A global, taxon-stratified, high-resolution sampling-effort dataset from GBIF for bias-aware ecological modelling

Introduction and Aim: Spatiotemporal and taxonomic sampling bias in biodiversity occurrence data poses critical challenges for robust ecological inference, species distribution models (SDMs), and conservation planning. Despite the exponential growth in global biodiversity records over recent decades, these biases persist. This study converts raw occurrence records from Global Biodiversity Information Facility (GBIF) into global, publicly available, taxon-stratified, and temporally resolved sampling-effort rasters using a reproducible workflow, providing transparent and standardised measures of observation count and species richness to support bias-aware ecological analyses.
Main Variables Included: Two complementary raster variables: observation count and species richness, each provided across major taxonomic groups and their descendant levels (e.g., classes, orders, families).
Time Coverage: Annual and cumulative rasters span 1980-2025.
Spatial Coverage: global; four spatial resolutions (~1, 5, 10, and 20 km).
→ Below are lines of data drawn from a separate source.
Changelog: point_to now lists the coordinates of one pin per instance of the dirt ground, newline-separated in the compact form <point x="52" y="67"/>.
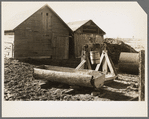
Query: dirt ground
<point x="19" y="85"/>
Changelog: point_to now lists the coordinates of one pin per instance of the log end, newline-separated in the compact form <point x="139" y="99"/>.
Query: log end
<point x="99" y="81"/>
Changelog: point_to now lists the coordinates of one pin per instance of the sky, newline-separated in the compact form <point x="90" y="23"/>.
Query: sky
<point x="117" y="19"/>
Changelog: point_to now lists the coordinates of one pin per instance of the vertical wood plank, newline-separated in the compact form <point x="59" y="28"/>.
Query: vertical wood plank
<point x="142" y="75"/>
Taxa: Nine major taxonomic groups: Amphibia, Arachnida, Aves (birds), Fungi, Insecta, Mammalia, Mollusca, Reptilia, and Tracheophyta (vascular plants), with descendant-level outputs
Applications: Based on ~3 billion records for >730,000 species, this study provides annual and cumulative global rasters quantifying observation count and species richness at four resolutions, stratified by nine taxonomic groups and their descendants. At 1 km resolution, 95% of records occupy merely 0.33% of Earth's surface (0.93% of land), whilst the remaining data extend across only 1.77% (3.88% of land), leaving approximately 98% (95% of land) unsampled. This extreme concentration persists across all taxonomic groups, underscoring the need for taxon-specific bias correction. Annual data enable exploration of long-term trends in data mobilisation and sampling effort. These rasters enable bias correction in presence-only SDMs, including MaxEnt bias files, target-group backgrounds, and model-based approaches. Beyond SDMs, they can inform macroecological synthesis, biodiversity monitoring, and systematic conservation planning by identifying spatial and temporal knowledge gaps. All data and code are openly available under FAIR principles, promoting transparent and reproducible biodiversity science.